To understand the brain we need to know how and when neurons fire in the living animal while it performs naturalistic behaviors. We need to know the underlying wiring patterns and anatomical configuration of the circuits and we need to be able to develop testable models of how behaviors arise from the underlying function of the cells in the brain.

Obtaining this type of systems-level information about the brain has not been easy up to now. But thanks to technological development, this is rapidly changing.

Rendering the connectivity maps of entire areas of the mammalian nervous system, like the retina, at nanometer resolution is now feasible in a few years work. These structural maps will contain unique information about the characteristics of neural circuits. But in addition to anatomical information, we need to monitor the brain at work at cellular level and we need to gather molecular information about its components. Together, the compilation of functional, structural and molecular data about the circuits in the living brain and their relation to behavior opens new posibilities for neuroscience.
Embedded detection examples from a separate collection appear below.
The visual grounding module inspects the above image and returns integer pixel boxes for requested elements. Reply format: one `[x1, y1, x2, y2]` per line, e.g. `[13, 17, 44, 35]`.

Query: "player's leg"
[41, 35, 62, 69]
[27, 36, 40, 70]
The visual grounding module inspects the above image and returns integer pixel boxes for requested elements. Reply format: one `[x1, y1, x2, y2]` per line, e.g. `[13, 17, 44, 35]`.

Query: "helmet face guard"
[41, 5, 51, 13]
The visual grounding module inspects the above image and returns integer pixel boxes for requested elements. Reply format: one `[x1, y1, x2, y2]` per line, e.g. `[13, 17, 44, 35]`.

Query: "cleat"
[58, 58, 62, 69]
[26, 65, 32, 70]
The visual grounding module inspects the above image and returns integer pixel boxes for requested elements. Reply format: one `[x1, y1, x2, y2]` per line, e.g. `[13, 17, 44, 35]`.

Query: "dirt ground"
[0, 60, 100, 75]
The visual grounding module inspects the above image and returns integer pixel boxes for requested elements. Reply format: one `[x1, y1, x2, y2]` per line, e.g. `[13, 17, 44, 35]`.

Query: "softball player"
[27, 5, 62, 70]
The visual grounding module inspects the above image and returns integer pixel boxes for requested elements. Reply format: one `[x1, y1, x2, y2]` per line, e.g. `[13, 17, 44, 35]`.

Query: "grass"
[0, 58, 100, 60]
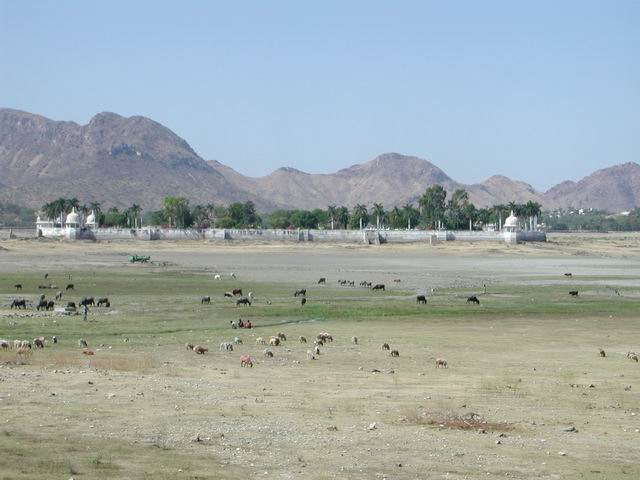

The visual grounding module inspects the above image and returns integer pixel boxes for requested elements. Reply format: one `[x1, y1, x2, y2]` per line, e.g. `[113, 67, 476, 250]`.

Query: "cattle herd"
[0, 273, 638, 368]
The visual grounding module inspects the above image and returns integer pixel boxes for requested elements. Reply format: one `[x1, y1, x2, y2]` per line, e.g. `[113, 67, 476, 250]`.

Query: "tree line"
[35, 185, 542, 230]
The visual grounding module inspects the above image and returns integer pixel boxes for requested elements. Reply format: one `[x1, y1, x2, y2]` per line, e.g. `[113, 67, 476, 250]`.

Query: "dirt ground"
[0, 234, 640, 479]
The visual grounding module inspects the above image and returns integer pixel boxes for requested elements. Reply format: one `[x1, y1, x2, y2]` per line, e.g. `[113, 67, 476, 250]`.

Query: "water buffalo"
[78, 297, 96, 307]
[11, 298, 27, 309]
[97, 297, 111, 307]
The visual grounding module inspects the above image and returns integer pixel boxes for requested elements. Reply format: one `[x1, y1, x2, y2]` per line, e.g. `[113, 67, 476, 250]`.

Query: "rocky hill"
[0, 109, 269, 207]
[545, 162, 640, 212]
[0, 109, 640, 211]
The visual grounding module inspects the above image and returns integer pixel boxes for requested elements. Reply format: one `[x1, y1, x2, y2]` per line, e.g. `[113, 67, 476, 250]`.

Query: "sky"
[0, 0, 640, 190]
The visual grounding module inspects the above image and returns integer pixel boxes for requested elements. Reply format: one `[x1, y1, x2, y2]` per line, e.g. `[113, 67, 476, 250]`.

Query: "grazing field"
[0, 235, 640, 479]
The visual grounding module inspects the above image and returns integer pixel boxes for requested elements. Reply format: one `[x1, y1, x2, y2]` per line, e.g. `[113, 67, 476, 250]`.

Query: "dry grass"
[400, 407, 513, 431]
[0, 350, 159, 373]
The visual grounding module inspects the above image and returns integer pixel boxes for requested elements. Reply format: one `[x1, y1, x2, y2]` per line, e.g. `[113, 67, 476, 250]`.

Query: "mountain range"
[0, 108, 640, 212]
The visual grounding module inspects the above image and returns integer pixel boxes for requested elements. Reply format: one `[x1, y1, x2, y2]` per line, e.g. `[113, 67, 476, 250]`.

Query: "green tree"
[371, 203, 385, 229]
[327, 205, 338, 230]
[336, 206, 349, 228]
[402, 203, 420, 230]
[351, 203, 369, 230]
[418, 185, 447, 227]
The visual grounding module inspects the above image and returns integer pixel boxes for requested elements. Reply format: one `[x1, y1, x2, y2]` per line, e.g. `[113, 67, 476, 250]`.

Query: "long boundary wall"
[31, 227, 547, 245]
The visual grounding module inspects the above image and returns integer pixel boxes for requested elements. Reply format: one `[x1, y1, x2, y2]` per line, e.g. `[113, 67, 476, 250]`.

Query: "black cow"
[11, 298, 27, 309]
[78, 297, 96, 307]
[97, 297, 111, 307]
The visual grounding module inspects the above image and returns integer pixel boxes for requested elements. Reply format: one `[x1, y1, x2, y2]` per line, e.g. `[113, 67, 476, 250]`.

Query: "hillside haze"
[0, 109, 640, 211]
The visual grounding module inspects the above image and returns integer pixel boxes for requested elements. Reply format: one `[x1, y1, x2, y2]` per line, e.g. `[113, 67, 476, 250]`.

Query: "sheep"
[316, 332, 333, 342]
[240, 354, 253, 368]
Data-gathering alone will not, however, deliver the answers. Neuroscientists will need help from statisticians and mathematicians to make the information understandable and interpretable. After all, the data is only a tool that one hopes will lead to testable theories and models about how the brain works.

Because of the exciting moment at which the technology for mapping the brain is, we have put together a collection of Reviews, Perspectives and Commentaries in which experts discuss the state of the art technologies available for mapping the brain, the challenges and the potential of this endeavor. All the materials in this focus are freely available (thanks to our sponsors)—you can also read more about our views on the importance of this topic for neuroscience in our editorial.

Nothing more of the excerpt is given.